The whole building shook and there was a deep echoing boom followed by the howling scream of gases escaping under pressure. Glass showered down from breaking florescent lights  in the ceiling of the Control Room . There was a second heavy explosion and an instrument panel sheared away from its wall mountings and fell massively forward,  strking one technician on the shoulder….

13.46 + 10 seconds

…the concrete floor erupted like a volcano as one of the pumps burst like a huge grenade,  flinging jagged cast iron fragments into the air like shrapnel. The room  filled with  clouds of roaring steam as fragments of the pumps careered and ricocheted off the walls…

Many  of the operatives die in the explosion or  from  massive radioactive poisoning,   but a small group  includng Mawn, Marcia and Gelder survive,  and manage to make their way out of the wrecked  reactor  and through the wintry countryside  to safety. Back in London Mawn now enjoys renewed  credibility with the government  and heads a research project which   eventually identifies a component in petrol as the cause of “brainrack”. He persuades the government  to agree to  an experiment  in which all traffic in London  is banned for four  days. After a shaky  start  the levels of the pollutant start to fall. The books ends  with Mawn addressing a crowd in  a car-free  London street:

“…Every one of us is going to make a full and final decision. From now on  every car owner  who starts his engine is going to be fully aware of what he’s doing. There’s no way for him to get out of it”.  He put his arm around Marcia’s  shoulder and started to move away.

“Over the next forty years or so, we’re going to be forced to adjust the whole of our life style – the whole of our technology to cater for millions of adults…  who are never going to recover.  So present  my apologies to the Prime Minsiter and tell him that the choice is really quite simple. It’s cars or the minds of our children, and  God knows which we shall choose.”

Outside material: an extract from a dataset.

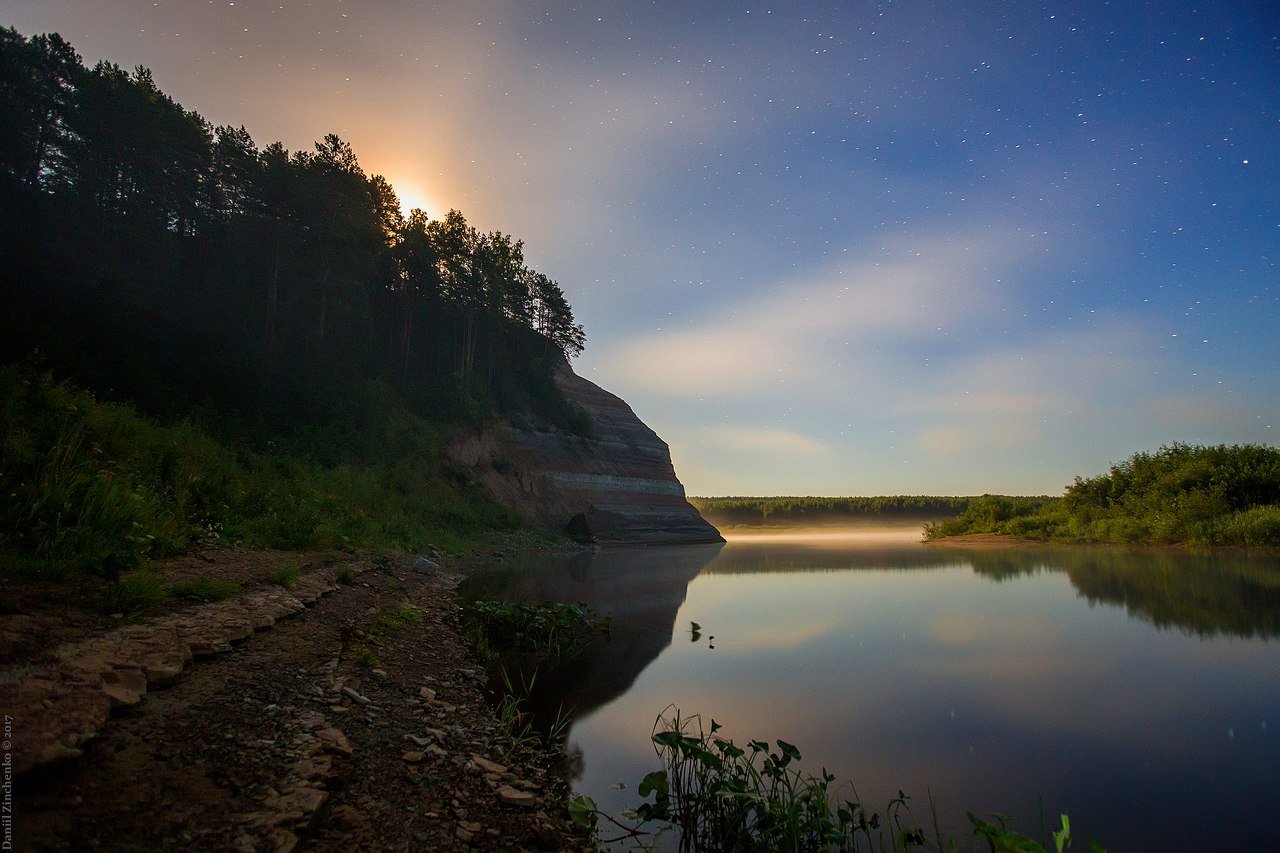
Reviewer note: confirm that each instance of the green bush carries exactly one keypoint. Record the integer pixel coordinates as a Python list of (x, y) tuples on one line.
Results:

Brainrack  is a novel of ideas and action,   rather than character  and development. I am not sure if I even like Mawn very much , while  Marcia never amounts to much more  than his  eventual bed-partner, which  is par for the course for women characters in much of  early 1970s fiction.  From the late 60s onwards Kit Pedler was increasingly disillusioned with the  notion  that unfettered scientific research   would  lead to greater happiness for all. He came to believe that  much scientfic research  was in fact  driven solely  by corporate interests or national prestige and was destroying the planet  – and   needed to be stopped before it was too late. Forty years on, with global warming unchecked and London choking from diesel fumes,  it feels as though we should  heed these warnings more than ever…

Further reading

Michael Seely has produced an excellent  biography of Kit Pedler: The Quest for Pedler:the Life and Times of Dr Kit Pedler (2014), published by miwk.

You can watch one  episode from Mind Over Matter, a television series presented by Kit in the spring in 1981, which looked at the possibility of telepathy and other  paranormal activity.

If  you would like to comment on this post, you can either  comment  via the blog or email me, fopsfblog@gmail.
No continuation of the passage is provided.